Storage locations for metadata and artifacts
--------------------------------------------

MLflow uses two storage components:

- **Backend store** — experiment metadata, params, metrics
- **Artifact store** — files generated during runs (models, plots, logs,
  checkpoints)

FRAME-FM's example MLflow configuration (``configs/logging/demo_mlflow.yaml``)
sets the backend store location via the ``MLFLOW_TRACKING_URI`` environment
variable. If this is not set, metadata is stored in a SQLite database
(``mlflow.db``) in the project root.

The artifact store defaults to ``./mlruns/`` (artifacts are not currently
stored when using FRAME-FM).

MLflow will create the directory structure automatically if it does not exist.

.. important::

    When starting an MLflow server, you must point it to the same backend store
    and artifact directory used by FRAME-FM. If you start the server with
    different paths, MLflow will initialise new empty stores and your existing
    runs will not appear in the UI.

You can specify storage paths explicitly when launching the server:

.. code-block:: shell

    uv run mlflow server \
      --backend-store-uri sqlite:///path/to/mlflow.db \
      --default-artifact-root file:/path/to/mlruns \
      --host 127.0.0.1 \
      --port 5000

Or using the ``MLFLOW_TRACKING_URI`` environment variable:

.. code-block:: shell

    export MLFLOW_TRACKING_URI="sqlite:///path/to/mlflow.db"
    uv run mlflow server \
      --default-artifact-root file:/path/to/mlruns \
      --host 127.0.0.1 \
      --port 5000

Running MLflow on JASMIN and viewing locally
--------------------------------------------

You can run the MLflow tracking server on a JASMIN host and view the UI from
your local machine via SSH port forwarding.

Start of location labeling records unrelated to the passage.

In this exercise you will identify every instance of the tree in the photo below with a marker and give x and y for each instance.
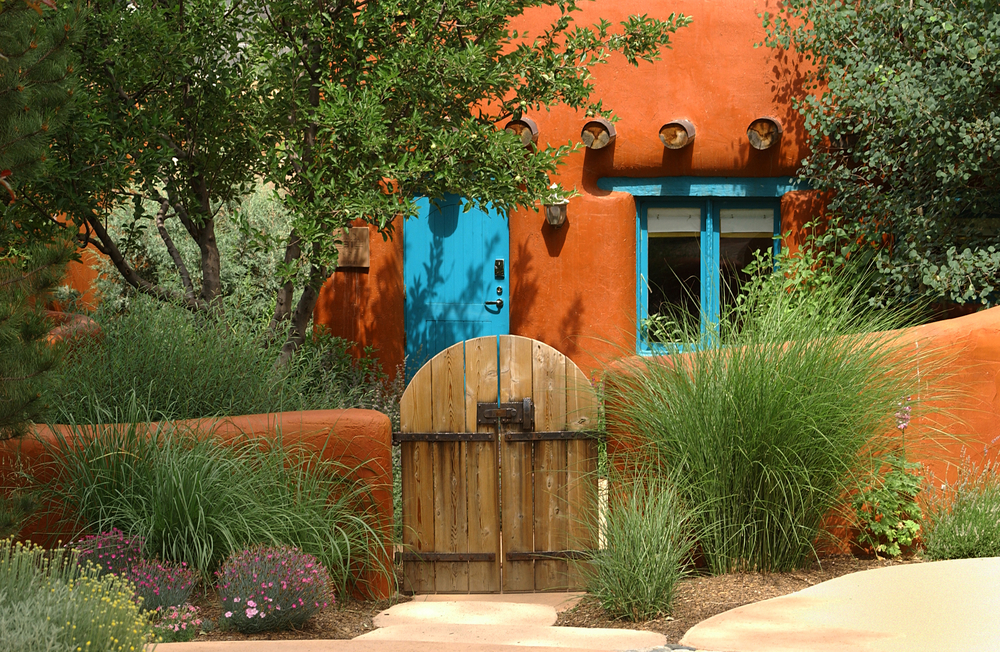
(350, 108)
(904, 122)
(36, 87)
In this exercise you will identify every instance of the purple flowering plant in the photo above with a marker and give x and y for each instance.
(271, 588)
(177, 624)
(161, 584)
(157, 583)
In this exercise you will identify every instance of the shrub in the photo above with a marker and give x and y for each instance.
(886, 507)
(962, 521)
(647, 548)
(768, 425)
(177, 624)
(48, 603)
(269, 589)
(194, 501)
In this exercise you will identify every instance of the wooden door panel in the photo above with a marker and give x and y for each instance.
(472, 499)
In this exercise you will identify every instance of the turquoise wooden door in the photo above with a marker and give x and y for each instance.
(455, 267)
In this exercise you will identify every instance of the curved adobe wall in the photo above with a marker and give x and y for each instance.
(574, 288)
(360, 439)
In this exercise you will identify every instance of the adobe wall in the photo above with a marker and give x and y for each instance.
(574, 287)
(359, 439)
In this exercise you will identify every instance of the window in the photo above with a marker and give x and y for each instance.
(691, 255)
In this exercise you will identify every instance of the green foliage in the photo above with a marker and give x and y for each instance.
(352, 109)
(903, 118)
(886, 507)
(26, 357)
(646, 548)
(195, 501)
(36, 83)
(15, 508)
(768, 425)
(182, 366)
(962, 520)
(49, 604)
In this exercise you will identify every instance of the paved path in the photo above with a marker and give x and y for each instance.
(949, 606)
(944, 606)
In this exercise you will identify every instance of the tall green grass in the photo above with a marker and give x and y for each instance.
(196, 501)
(962, 520)
(185, 366)
(766, 427)
(647, 540)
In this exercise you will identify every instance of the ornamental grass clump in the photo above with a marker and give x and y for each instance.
(111, 552)
(646, 551)
(194, 501)
(767, 427)
(51, 603)
(271, 588)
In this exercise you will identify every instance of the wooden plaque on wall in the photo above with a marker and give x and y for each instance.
(354, 250)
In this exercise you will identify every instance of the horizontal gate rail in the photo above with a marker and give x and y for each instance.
(556, 435)
(550, 554)
(448, 556)
(400, 437)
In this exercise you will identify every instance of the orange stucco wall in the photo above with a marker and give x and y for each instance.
(359, 439)
(574, 287)
(365, 304)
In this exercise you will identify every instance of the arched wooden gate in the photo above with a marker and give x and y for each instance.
(481, 520)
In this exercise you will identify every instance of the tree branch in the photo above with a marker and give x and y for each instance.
(133, 279)
(175, 255)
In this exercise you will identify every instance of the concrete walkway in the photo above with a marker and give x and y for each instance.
(944, 606)
(950, 606)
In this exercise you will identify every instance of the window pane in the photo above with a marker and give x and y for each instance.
(756, 221)
(736, 253)
(674, 298)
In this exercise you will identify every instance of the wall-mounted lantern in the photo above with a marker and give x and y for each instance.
(677, 134)
(555, 214)
(764, 133)
(525, 129)
(597, 133)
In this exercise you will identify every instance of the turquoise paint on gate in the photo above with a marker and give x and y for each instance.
(448, 270)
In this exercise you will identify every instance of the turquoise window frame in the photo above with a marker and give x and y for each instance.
(712, 194)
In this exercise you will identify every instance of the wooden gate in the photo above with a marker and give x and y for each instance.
(481, 520)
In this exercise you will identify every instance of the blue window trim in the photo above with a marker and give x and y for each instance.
(711, 193)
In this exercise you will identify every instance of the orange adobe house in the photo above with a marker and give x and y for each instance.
(674, 197)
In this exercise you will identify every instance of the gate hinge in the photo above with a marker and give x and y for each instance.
(521, 413)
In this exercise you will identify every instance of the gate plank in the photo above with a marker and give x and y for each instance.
(516, 488)
(450, 509)
(551, 522)
(581, 480)
(418, 487)
(483, 472)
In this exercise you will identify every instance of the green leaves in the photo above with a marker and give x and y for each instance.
(904, 133)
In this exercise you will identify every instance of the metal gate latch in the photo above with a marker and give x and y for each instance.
(515, 412)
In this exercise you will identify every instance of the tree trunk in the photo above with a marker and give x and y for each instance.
(283, 306)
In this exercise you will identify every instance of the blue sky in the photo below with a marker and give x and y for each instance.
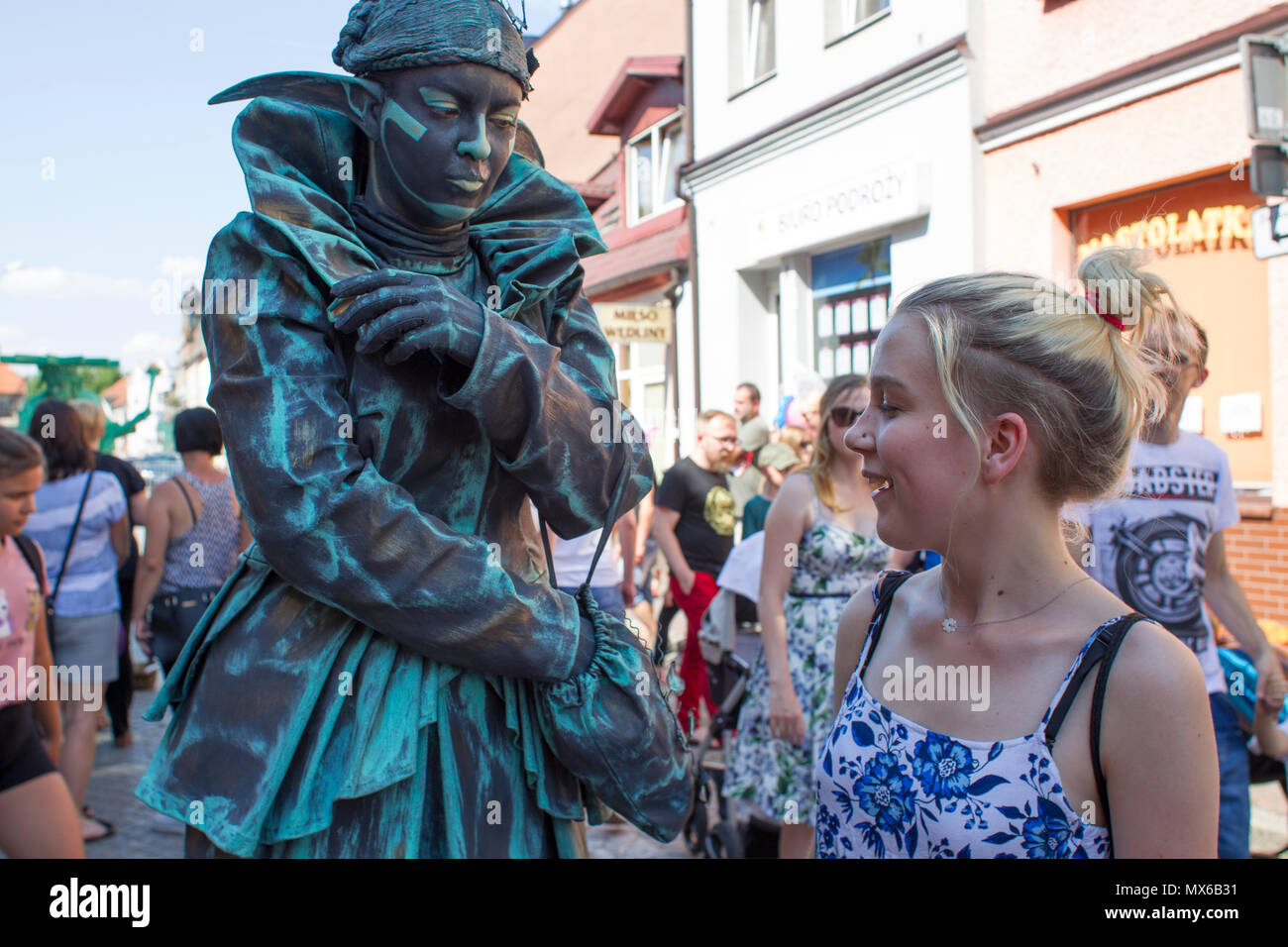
(116, 172)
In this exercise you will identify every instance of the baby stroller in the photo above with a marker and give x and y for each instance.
(729, 650)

First, start an MLflow server on JASMIN (e.g., a ``sci`` node), ensuring
``--backend-store-uri`` points to the configured MLflow tracking backend:

.. code-block:: shell

    uv run mlflow server \
      --backend-store-uri sqlite:///mlflow.db \
      --default-artifact-root file:./mlruns \
      --host 127.0.0.1 \
      --port 5000

To access the MLflow UI in your local browser:

1. Ensure your JASMIN SSH access is configured correctly. See the
   `JASMIN documentation
   <https://help.jasmin.ac.uk/docs/interactive-computing/login-servers/#connecting-to-a-sci-server-via-a-login-server>`_
   for more information on connecting through the login servers to a ``sci``
   node.

2. Forward your local port 5000 to port 5000 on the ``sci`` node (adjust
   hostname as needed):

   .. code-block:: shell

       ssh -L 5000:localhost:5000 -J <USERNAME>@login.jasmin.ac.uk <USERNAME>@sci-vm-04.jasmin.ac.uk

3. Open your local browser and navigate to http://127.0.0.1:5000.

You should now see the MLflow UI for the runs created on the JASMIN machine.

.. figure:: images/mlflow_overview.png
   :alt: Screenshot of MLflow experiment overview page

   MLflow experiment overview page

.. figure:: images/mlflow_metrics.png
   :alt: Screenshot of MLflow experiment metrics page

   MLflow experiment metrics page